Many families in rural areas (Ocean View is a great example) struggle at times just to get the wage earners of the family to work due to long commutes from down south or far north. Asking them to make time to drive a family member to a doctor’s office when the treatment could be done through a call is absurd. It’s a requirement that in no way benefits a mental health patient.

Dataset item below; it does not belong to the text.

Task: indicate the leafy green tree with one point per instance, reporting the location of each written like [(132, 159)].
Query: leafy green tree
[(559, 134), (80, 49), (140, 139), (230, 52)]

Ige, through his veto of HB1980, demonstrated the Hawaiian tradition of ho’oponopono — to make right. As governor of Hawaii, he has demonstrated that Hawaii’s rural residents must be made a priority, not an afterthought after addressing the urban areas of the state. That is us, and we have a right to access telehealth mental services here in West Hawaii.
Most significantly, our kupuna on the Big Island, from Nanawale to Napoopoo grew up without the technology required to qualify for full reimbursement for mental health services should this bill pass. These kupuna rely on decisions just like this, decisions that can either broaden or restrict the scope of access to mental health. Patient choice matters. And so does our vote. Vote people’s health over insurance companies wallets.
Ka‘u development will substantially impact shoreline, surrounding areas
I am one of the co-owners of Punalu’u beachfront kuleana property that’s been in my ohana for generations. Punalu’u Black Sand Beach must be preserved in a manner to which it was originally created. I am soundly opposed to the development proposal presented by developer Xiaoyuan Liu.
The proposed development is not conducive to the prosperity and preservation of our pristine Punalu’u beach, it’s historical landmarks and protection of critical habitats for endangered, indigenous species such as our green sea and hawksbill turtles. Additionally, preserve the historical sites and ancient burial grounds and caves that exist in Punalu’u. It is imperative to preserve native cultural practices such as hunting and gathering.
Throughout my ohana’s lifetime we have observed the continued erosion of the shoreline. For 170 years we have witnessed the continued destruction of the shoreline and ocean due to the impact of modernization and tourism. We must not let this continue. Stopping Xiaoyuan Liu’s development of our beach and surrounding areas will promote respect to the physical beach and ocean.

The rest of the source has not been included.